Can You Tell If Your Sports Memorabilia is Fake?
Picture it, your sitting at home on a Monday night perusing the online auctions happening on EBay. Wait a minute you come across a fantastic piece of sports memorabilia that you simply must have for your personal collection. Your heart begins to beat a little faster with excitement at the possibility of obtaining this item, so you read the auction description, it all sounds great. There are ten other sports fans’ going for it and the clock is ticking away. You throw caution to the wind and you place your bid on that autographed mini helmet or that signed baseball. Finally it’s over and you receive an email letting you know that YOU are the LUCKY winner of said item. Whoo-Hoo! You got it, now you have to pay for it and you click away and let Pay Pal do the rest. Now all there is to do is to anxiously await your fantastic mail day, when you actually have that great autographed item in your hot little collecting hands. A few weeks pass and as you come home after a hard days work; you notice something in the mailbox. Not a bill, but your prize! You rip and tare and bust open the packaging, to pull out your glorious find, but wait a minute in the hustle and bustle and excitement of it all did you ever stop to think that what you might be holding in your possession could be a fake!
Unfortunately this is a terrible mistake that a lot of collectors sometimes make, especially those of you who are relatively new to the hobby. Online sellers are notorious for being deceiving about the item they are trying to sell. That is not to say that there are not a lot of great and honest online sellers out there, but you do have your sharks like in any other industry. This does not only happen in the online auction world, but also in trade shows or through other means. The worst thing you can do is to allow a seller of anything really, to bully you into purchasing an item by giving you false information, or by just being aggressive with you.
Due to the large increased interest in obtaining autographed memorabilia, quite a few forgeries have found their way to the market place unfortunately, and all this is done in the name of the almighty buck. While it is very hard for an average collector to sometimes determine the authenticity of a particular autograph or game used jersey etc, there are little things you can do as an educated consumer to protect yourself from being deceived.

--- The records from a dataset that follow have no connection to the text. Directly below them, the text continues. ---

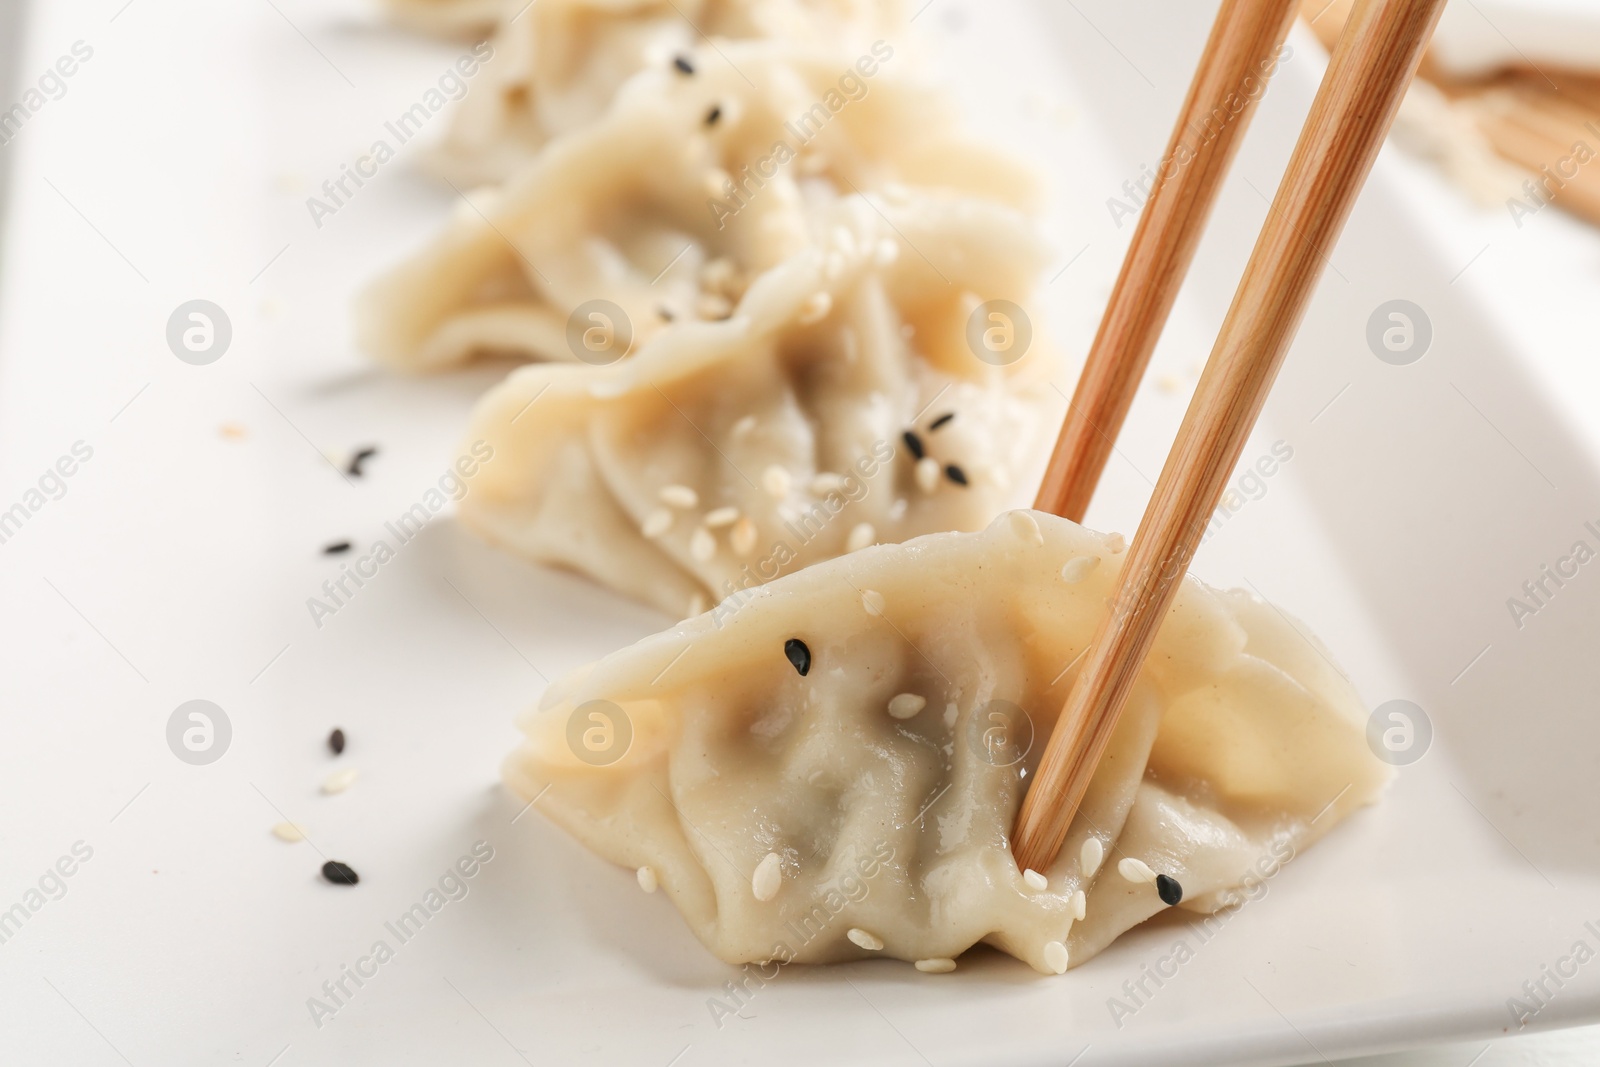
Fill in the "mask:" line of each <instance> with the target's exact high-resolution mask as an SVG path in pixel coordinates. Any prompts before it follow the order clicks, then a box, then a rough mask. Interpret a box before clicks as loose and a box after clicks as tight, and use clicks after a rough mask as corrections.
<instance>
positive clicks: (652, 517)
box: [638, 507, 672, 541]
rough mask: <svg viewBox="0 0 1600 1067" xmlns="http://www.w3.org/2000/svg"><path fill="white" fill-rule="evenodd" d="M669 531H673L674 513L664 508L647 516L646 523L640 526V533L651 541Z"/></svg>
mask: <svg viewBox="0 0 1600 1067" xmlns="http://www.w3.org/2000/svg"><path fill="white" fill-rule="evenodd" d="M669 530H672V512H669V510H667V509H664V507H658V509H656V510H653V512H650V514H648V515H645V522H642V523H640V525H638V531H640V533H642V534H645V537H648V539H651V541H654V539H656V537H659V536H661V534H664V533H667V531H669Z"/></svg>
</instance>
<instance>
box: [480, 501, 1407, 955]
mask: <svg viewBox="0 0 1600 1067" xmlns="http://www.w3.org/2000/svg"><path fill="white" fill-rule="evenodd" d="M1008 518H1010V517H1008V515H1002V517H1000V518H998V520H995V522H994V523H992V525H990V526H989V528H987V530H984V531H982V533H971V534H931V536H925V537H917V539H914V541H909V542H906V544H898V545H877V547H872V549H866V550H862V552H858V553H853V555H848V557H842V558H837V560H832V561H829V563H821V565H818V566H811V568H806V569H805V571H800V573H797V574H792V576H789V577H782V579H779V581H776V582H773V584H768V585H765V587H762V589H760V590H757V592H755V593H754V595H752V598H750V600H749V601H747V603H744V605H742V606H741V608H739V609H738V611H733V613H731V614H726V616H723V617H722V619H720V625H718V624H717V622H715V621H714V617H712V616H710V614H707V616H701V617H698V619H691V621H688V622H683V624H680V625H677V627H674V629H672V630H667V632H664V633H659V635H654V637H651V638H646V640H643V641H640V643H637V645H634V646H632V648H626V649H622V651H618V653H614V654H611V656H608V657H605V659H602V661H600V662H597V664H594V665H590V667H587V669H584V670H581V672H578V673H576V675H571V677H568V678H565V680H562V681H558V683H557V685H554V686H552V688H550V689H549V691H547V693H546V697H544V701H542V702H541V709H539V710H534V712H530V713H526V715H525V717H523V720H522V728H523V729H525V733H526V741H525V744H523V745H522V747H520V749H518V750H517V752H514V753H512V755H510V757H509V760H507V763H506V781H507V782H509V784H510V787H512V789H514V790H515V792H517V793H518V795H522V797H525V798H531V797H534V795H538V793H539V792H541V790H542V789H546V785H549V792H546V793H544V797H542V800H541V801H539V811H541V813H544V814H546V816H547V817H550V819H554V821H555V822H557V824H560V825H562V827H565V829H566V830H568V832H570V833H573V835H574V837H578V840H581V841H582V843H584V845H587V846H589V848H590V849H594V851H595V853H598V854H600V856H603V857H605V859H610V861H611V862H616V864H622V865H626V867H630V869H632V867H638V865H643V864H650V865H651V867H654V869H656V870H658V872H659V878H661V886H662V889H664V891H666V893H667V894H669V896H670V899H672V901H674V904H675V905H677V907H678V910H680V912H682V913H683V917H685V920H686V921H688V923H690V926H691V928H693V929H694V933H696V936H698V937H699V939H701V941H702V942H704V944H706V945H707V949H710V950H712V952H714V953H715V955H717V957H718V958H722V960H726V961H730V963H746V961H760V960H770V958H792V960H798V961H808V963H827V961H838V960H854V958H862V957H866V955H869V953H867V952H866V950H862V949H861V947H859V945H856V944H853V942H851V941H850V937H848V936H846V933H848V931H850V929H851V928H862V929H870V931H872V933H874V934H875V936H877V937H880V939H882V941H883V950H882V952H878V953H872V955H891V957H896V958H901V960H910V961H915V960H926V958H941V957H950V958H955V957H958V955H960V953H962V952H965V950H966V949H968V947H971V945H973V944H976V942H981V941H986V942H990V944H994V945H998V947H1000V949H1003V950H1005V952H1010V953H1011V955H1014V957H1018V958H1021V960H1024V961H1027V963H1029V965H1032V966H1034V968H1035V969H1038V971H1040V973H1048V971H1050V965H1048V963H1046V960H1045V945H1046V944H1050V942H1053V941H1061V942H1062V944H1066V945H1067V950H1069V960H1070V965H1072V966H1077V965H1080V963H1083V961H1085V960H1090V958H1091V957H1094V955H1096V953H1098V952H1099V950H1101V949H1104V947H1106V945H1107V944H1110V941H1114V939H1115V937H1117V936H1118V934H1122V933H1123V931H1125V929H1128V928H1131V926H1134V925H1138V923H1139V921H1142V920H1144V918H1147V917H1150V915H1154V913H1157V912H1162V910H1166V905H1165V904H1162V901H1160V897H1158V896H1157V891H1155V886H1152V885H1134V883H1130V881H1126V880H1125V878H1122V877H1120V875H1118V873H1117V865H1115V864H1114V862H1110V861H1109V859H1107V862H1104V864H1102V865H1101V869H1099V872H1098V873H1096V875H1094V878H1091V880H1090V883H1088V885H1085V883H1083V880H1082V877H1080V865H1078V856H1080V849H1082V845H1083V840H1085V838H1086V837H1088V832H1090V824H1093V825H1094V827H1096V829H1098V832H1099V833H1102V835H1110V837H1112V840H1114V845H1115V848H1114V851H1112V854H1125V856H1136V857H1139V859H1142V861H1146V862H1147V864H1150V867H1152V869H1155V870H1158V872H1162V873H1166V875H1171V877H1173V878H1178V880H1179V881H1181V883H1182V886H1184V901H1182V904H1181V905H1179V907H1186V909H1189V910H1195V912H1210V910H1214V909H1218V907H1222V905H1226V904H1229V902H1235V901H1238V899H1240V888H1242V885H1243V883H1245V878H1246V873H1248V872H1251V869H1253V867H1256V865H1258V864H1266V865H1267V869H1269V870H1275V867H1277V865H1278V862H1280V861H1282V859H1285V857H1288V856H1291V854H1294V853H1298V851H1301V849H1304V848H1306V846H1309V845H1310V843H1312V841H1314V840H1317V838H1318V837H1320V835H1322V833H1325V832H1326V830H1328V829H1330V827H1333V825H1334V824H1336V822H1339V821H1341V819H1342V817H1346V816H1347V814H1350V813H1352V811H1354V809H1357V808H1358V806H1362V805H1366V803H1371V801H1373V800H1374V798H1376V797H1378V795H1379V793H1381V790H1382V787H1384V784H1386V782H1387V781H1389V774H1390V769H1389V768H1387V766H1386V765H1382V763H1379V761H1378V760H1376V758H1374V757H1373V755H1371V752H1370V750H1368V749H1366V742H1365V733H1363V731H1365V712H1363V709H1362V704H1360V701H1358V697H1357V694H1355V693H1354V689H1350V686H1349V683H1347V681H1344V680H1342V678H1341V677H1339V675H1338V672H1334V670H1333V669H1331V667H1330V664H1328V662H1326V661H1325V659H1323V656H1325V653H1320V651H1318V649H1317V648H1312V646H1310V645H1307V638H1302V637H1301V635H1299V633H1296V632H1294V630H1293V629H1291V625H1290V624H1288V622H1286V621H1285V619H1283V617H1282V616H1280V614H1278V613H1277V611H1275V609H1274V608H1270V606H1267V605H1264V603H1262V601H1259V600H1256V598H1254V597H1253V595H1250V593H1246V592H1240V590H1230V592H1218V590H1213V589H1208V587H1206V585H1203V584H1202V582H1198V581H1195V579H1192V577H1187V579H1184V585H1182V590H1181V592H1179V595H1178V600H1176V603H1174V606H1173V611H1171V614H1170V616H1168V619H1166V624H1165V625H1163V629H1162V632H1160V635H1158V638H1157V643H1155V648H1154V651H1152V654H1150V657H1149V661H1147V664H1146V669H1144V673H1142V677H1141V680H1139V683H1138V686H1136V689H1134V693H1133V699H1131V701H1130V704H1128V710H1126V712H1125V715H1123V718H1122V723H1120V725H1118V728H1117V733H1115V736H1114V739H1112V744H1110V749H1109V752H1107V755H1106V760H1104V761H1102V763H1101V768H1099V773H1098V774H1096V777H1094V781H1093V784H1091V787H1090V792H1088V797H1086V798H1085V803H1083V809H1082V813H1080V816H1078V819H1077V821H1075V822H1074V827H1072V830H1070V833H1069V838H1067V843H1066V846H1064V848H1062V851H1061V859H1058V861H1056V864H1054V865H1053V867H1051V869H1050V870H1043V872H1040V873H1043V875H1046V877H1048V880H1050V888H1048V889H1046V891H1037V889H1030V888H1026V886H1024V883H1022V875H1021V872H1019V870H1018V869H1016V862H1014V861H1013V857H1011V853H1010V848H1008V841H1006V835H1008V832H1010V827H1011V822H1013V819H1014V814H1016V809H1018V805H1019V800H1021V779H1019V769H1021V766H1032V763H1034V760H1037V755H1038V752H1040V750H1042V747H1043V736H1045V733H1046V731H1048V729H1050V726H1051V723H1053V718H1054V715H1056V713H1058V712H1059V707H1061V702H1062V697H1064V696H1066V685H1067V681H1069V680H1066V678H1059V680H1058V677H1059V675H1061V673H1062V667H1064V665H1066V664H1069V662H1070V661H1072V659H1074V657H1075V656H1077V654H1078V653H1080V651H1082V649H1083V646H1085V643H1086V641H1088V640H1090V638H1091V635H1093V630H1094V625H1096V622H1098V619H1099V611H1101V608H1102V603H1104V600H1106V597H1109V595H1110V592H1112V584H1114V581H1115V576H1117V571H1118V569H1120V566H1122V561H1123V558H1125V557H1123V555H1122V553H1115V552H1112V550H1110V545H1107V539H1106V537H1104V536H1102V534H1098V533H1093V531H1088V530H1083V528H1082V526H1077V525H1074V523H1070V522H1066V520H1061V518H1054V517H1050V515H1043V514H1034V518H1035V522H1037V523H1038V528H1040V531H1042V533H1043V544H1034V542H1032V539H1030V537H1029V539H1024V537H1019V534H1018V525H1016V523H1011V522H1008ZM1078 555H1099V557H1101V558H1102V565H1101V566H1098V568H1096V569H1094V571H1093V573H1091V574H1088V576H1086V577H1085V579H1083V581H1082V582H1078V584H1066V582H1062V581H1061V579H1059V573H1061V566H1062V563H1066V561H1067V560H1070V558H1074V557H1078ZM869 587H870V589H872V590H877V592H880V593H882V595H883V616H882V617H875V616H872V614H869V613H866V611H864V609H862V605H861V592H859V590H862V589H869ZM795 633H802V635H803V637H805V640H806V643H808V646H810V648H811V653H813V659H814V665H813V669H811V672H810V675H808V677H805V678H800V677H797V675H795V672H794V669H792V667H790V665H789V662H787V661H786V659H784V656H782V645H784V640H786V638H789V637H792V635H795ZM923 657H926V659H923ZM901 691H917V693H925V694H928V704H930V709H936V707H944V705H947V704H954V705H955V713H954V721H952V723H950V725H947V723H946V718H947V717H946V715H936V713H923V715H918V717H917V718H915V720H907V721H896V720H893V718H891V717H888V715H885V713H883V707H885V704H886V701H888V699H890V697H893V696H894V694H896V693H901ZM592 699H605V701H611V702H614V704H616V705H619V707H621V709H624V710H626V713H627V715H629V720H630V723H632V729H634V741H632V747H630V749H629V750H627V753H626V755H624V757H622V758H621V760H619V761H616V763H613V765H610V766H603V768H595V766H589V765H586V763H582V761H581V760H578V758H576V757H574V755H573V753H571V750H570V749H568V747H566V721H568V717H570V715H571V712H573V709H576V707H578V705H581V704H584V702H587V701H592ZM995 699H1003V701H1013V702H1014V704H1018V705H1021V707H1022V709H1026V710H1027V713H1029V717H1030V718H1032V721H1034V729H1035V742H1034V745H1032V750H1030V752H1029V755H1027V757H1026V758H1022V760H1021V763H1018V765H1013V766H997V765H995V763H998V761H1002V760H994V761H990V760H986V758H982V755H981V753H982V752H984V745H982V744H981V742H974V741H973V737H974V736H976V737H981V736H982V720H976V734H974V715H976V713H978V712H981V710H982V709H986V707H992V705H990V704H989V702H990V701H995ZM1200 736H1203V737H1206V742H1205V744H1197V737H1200ZM941 790H944V792H942V795H939V793H941ZM936 795H938V800H933V798H934V797H936ZM930 800H933V803H931V805H930ZM925 806H926V809H925V811H923V808H925ZM1325 808H1326V811H1325V813H1323V809H1325ZM1318 813H1323V814H1322V816H1320V817H1318ZM918 816H920V817H918ZM1312 819H1315V824H1314V822H1312ZM690 827H693V829H690ZM701 833H707V835H710V840H706V838H702V837H701ZM768 853H778V854H781V856H784V857H786V881H784V891H782V893H781V894H779V896H778V897H776V899H773V901H768V902H757V901H754V899H752V896H750V873H752V872H754V870H755V867H757V864H760V861H762V859H763V857H765V856H766V854H768ZM790 861H794V862H790ZM1254 877H1256V878H1259V877H1261V875H1259V873H1258V875H1254ZM1080 888H1082V889H1085V891H1086V894H1088V910H1086V918H1085V920H1083V921H1077V923H1075V921H1072V905H1070V897H1072V894H1074V893H1075V891H1077V889H1080ZM805 931H810V936H802V934H803V933H805ZM1058 958H1059V957H1058Z"/></svg>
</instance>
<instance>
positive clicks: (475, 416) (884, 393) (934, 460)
mask: <svg viewBox="0 0 1600 1067" xmlns="http://www.w3.org/2000/svg"><path fill="white" fill-rule="evenodd" d="M826 219H827V222H826V229H824V230H822V234H824V237H819V238H818V240H816V243H814V245H813V246H808V248H805V250H803V251H802V253H798V254H795V256H794V258H790V259H789V261H786V262H784V264H782V266H779V267H778V269H774V270H771V272H768V274H765V275H762V277H760V278H758V280H757V282H755V285H754V286H752V288H750V291H749V293H747V294H746V296H744V299H742V302H741V304H739V307H738V310H736V314H734V315H733V317H731V318H728V320H726V322H715V323H710V322H706V323H678V325H675V326H674V328H670V330H667V331H664V333H661V334H658V336H656V339H654V341H651V342H648V344H645V347H643V349H642V350H640V352H638V354H637V355H634V357H630V358H626V360H618V362H614V363H611V365H606V366H589V365H581V363H579V365H554V363H534V365H528V366H523V368H518V370H517V371H514V373H512V374H510V376H509V378H507V379H506V381H504V382H502V384H501V386H498V387H496V389H493V390H490V392H488V394H486V395H485V397H483V398H482V400H480V402H478V406H477V410H475V413H474V416H472V421H470V426H469V430H467V440H469V442H483V443H486V445H490V446H491V448H493V450H494V461H493V462H486V464H483V466H482V467H480V470H478V472H477V474H475V475H474V477H472V480H470V483H469V490H467V494H466V496H464V498H462V501H461V506H459V507H461V518H462V522H464V523H466V525H467V526H469V528H470V530H474V531H475V533H478V534H480V536H483V537H486V539H488V541H491V542H494V544H499V545H502V547H507V549H510V550H512V552H517V553H520V555H523V557H528V558H531V560H536V561H541V563H552V565H558V566H568V568H573V569H576V571H581V573H584V574H589V576H590V577H594V579H597V581H600V582H603V584H606V585H611V587H613V589H616V590H619V592H622V593H627V595H630V597H635V598H638V600H643V601H646V603H651V605H656V606H658V608H661V609H662V611H666V613H667V614H670V616H674V617H683V616H685V614H696V613H699V611H704V608H706V605H710V603H715V601H718V600H723V598H726V597H728V595H730V593H738V590H741V589H746V587H749V585H754V584H760V582H765V581H770V579H773V577H776V576H778V574H784V573H789V571H794V569H797V568H800V566H805V565H808V563H816V561H819V560H826V558H830V557H835V555H838V553H842V552H845V550H846V547H850V544H851V536H856V537H866V541H869V542H877V541H906V539H909V537H914V536H918V534H925V533H936V531H947V530H979V528H982V526H984V525H986V523H987V522H989V520H990V518H994V515H995V514H997V512H998V510H1000V509H1002V507H1005V504H1006V501H1008V499H1010V488H1011V485H1013V483H1018V482H1021V480H1024V478H1027V477H1030V474H1032V470H1034V467H1035V466H1037V464H1038V462H1040V461H1042V458H1043V438H1045V437H1048V432H1050V430H1051V429H1053V427H1054V426H1056V424H1058V422H1059V397H1058V394H1056V392H1054V390H1053V389H1051V387H1050V384H1048V378H1050V374H1051V373H1053V371H1054V370H1056V366H1058V363H1056V354H1054V352H1053V349H1051V347H1050V344H1048V341H1046V339H1045V338H1043V334H1042V331H1040V328H1038V325H1035V326H1034V336H1032V341H1030V342H1027V347H1026V350H1024V349H1022V347H1021V346H1022V338H1021V334H1018V336H1016V338H1014V344H1016V346H1018V349H1016V350H1018V352H1021V355H1019V357H1018V358H1016V360H1014V362H1011V363H1008V365H1003V366H997V365H994V363H990V362H986V360H982V358H979V357H978V355H976V352H979V350H987V349H981V347H979V349H974V347H971V346H970V341H968V328H970V320H971V318H973V309H974V307H976V306H978V304H979V301H986V299H1008V301H1014V302H1019V301H1024V299H1027V296H1026V294H1027V293H1029V291H1030V290H1032V285H1034V277H1035V275H1037V272H1038V269H1040V266H1042V264H1043V258H1045V248H1043V246H1042V245H1040V243H1038V240H1037V238H1035V237H1034V234H1032V226H1030V224H1029V221H1027V219H1026V218H1024V216H1021V214H1018V213H1014V211H1008V210H1005V208H1000V206H995V205H990V203H987V202H979V200H942V198H931V200H907V202H904V203H899V205H896V203H885V205H883V208H882V214H880V213H878V210H877V208H874V206H870V205H867V203H866V202H864V200H862V198H859V197H850V198H846V200H843V202H838V203H837V205H834V211H832V213H829V214H827V216H826ZM946 414H954V418H950V419H946V421H944V422H942V424H939V427H938V429H933V426H934V422H936V421H939V419H941V416H946ZM907 430H912V432H914V434H915V435H917V437H918V440H920V443H922V448H923V451H925V453H926V458H928V459H930V461H931V462H933V470H925V472H923V475H925V477H926V474H933V475H934V477H933V483H931V485H926V483H918V482H917V474H915V470H917V459H915V456H912V454H910V446H909V445H907V442H906V437H904V435H906V432H907ZM952 467H954V469H955V470H954V472H952V470H950V469H952ZM818 475H824V477H822V478H821V480H819V478H818ZM827 475H834V477H832V478H830V477H827ZM957 477H960V478H963V480H965V482H966V485H960V483H958V482H957V480H955V478H957ZM774 478H776V482H774ZM667 486H683V488H688V490H691V491H693V494H694V504H693V506H691V507H682V506H675V504H670V502H669V501H667V499H664V498H662V490H664V488H667ZM723 509H736V514H738V522H733V520H730V518H728V515H726V514H725V515H723V522H720V525H718V523H717V522H715V520H717V517H715V515H714V512H718V510H723ZM662 520H667V522H669V526H667V528H666V530H664V531H662V530H653V528H651V523H659V522H662ZM709 520H710V522H712V525H707V522H709ZM862 526H870V530H864V528H862ZM707 549H709V550H710V552H709V553H707Z"/></svg>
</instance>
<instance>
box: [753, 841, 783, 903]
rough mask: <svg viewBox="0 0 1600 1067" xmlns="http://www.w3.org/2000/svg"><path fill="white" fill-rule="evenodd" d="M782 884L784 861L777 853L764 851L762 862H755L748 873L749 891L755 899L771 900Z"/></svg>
mask: <svg viewBox="0 0 1600 1067" xmlns="http://www.w3.org/2000/svg"><path fill="white" fill-rule="evenodd" d="M782 885H784V861H782V857H781V856H779V854H778V853H766V857H765V859H762V862H758V864H755V873H754V875H750V893H754V894H755V899H757V901H771V899H773V897H774V896H778V889H779V888H781V886H782Z"/></svg>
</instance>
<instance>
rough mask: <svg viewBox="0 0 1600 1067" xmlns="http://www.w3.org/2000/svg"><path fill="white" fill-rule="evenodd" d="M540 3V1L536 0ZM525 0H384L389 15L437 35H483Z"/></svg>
mask: <svg viewBox="0 0 1600 1067" xmlns="http://www.w3.org/2000/svg"><path fill="white" fill-rule="evenodd" d="M539 2H541V3H542V2H544V0H539ZM522 3H526V0H515V3H512V0H384V6H386V8H387V10H389V14H390V16H392V18H394V19H395V21H397V22H400V24H402V26H406V27H410V29H414V30H419V32H422V34H434V35H437V37H466V38H474V37H486V35H488V34H490V32H491V30H493V29H494V27H496V26H498V24H499V21H501V18H502V16H507V14H515V13H517V8H518V6H520V5H522Z"/></svg>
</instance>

First off educate yourself about sports celebrities’ autographs and signatures. Lean about the history behind the item you are collecting i.e. jerseys. Study how athletes sign there name, you can refer to other certified signatures or check reference materials found in libraries. Contact companies that are reputable in this area of interest, such as PSA/DNA, or Beckett, or GEM for trading cards.
Take note of sellers, especially in online auctions that are selling unusually low priced items, or are selling mass quantities of a similar item. Normally really legitimate sports memorabilia is rather hard to come by and can cost a pretty penny. Now understand that every rule has an exception, and sometimes you may get lucky and come across an individual who is just ready to get rid of his/her collection and you could stand to benefit greatly.
Pester the seller; ask as many questions about the item as you can think of. If the item is truly what it is supposed to be, and the seller is honest they will not mind at all. In fact they will most likely expect it. If a seller is evasive or gets irritated with your interest in the item, then chances are they are just in it to flip a quick buck and don’t care about the hobby and keeping the pieces within it no matter how small, pure. Remember that the more you know about how the item was obtained, who signed it, when it was signed all lends more credibility to your collection and the piece, it also adds an element of historical value.
The dreaded COA, other wise known as certificate of authenticity, it is very easy these days for a seller to cook up a fake or doctored certificate, which gives false credit to the piece. Always make sure to read and re-read the information provided on the certificate. Does it come from a reputable organization such as TriStar, Upper Deck, PSA/DNA, or any other recognized authenticator? If one is mentioned on the COA do your homework kids and research that company. In today’s market it is no longer acceptable to simply go on the “good” word of the seller. Buyers always beware, if you can do that then I believe you will be on your way to building a very nice collection of sports collectibles and memorabilia.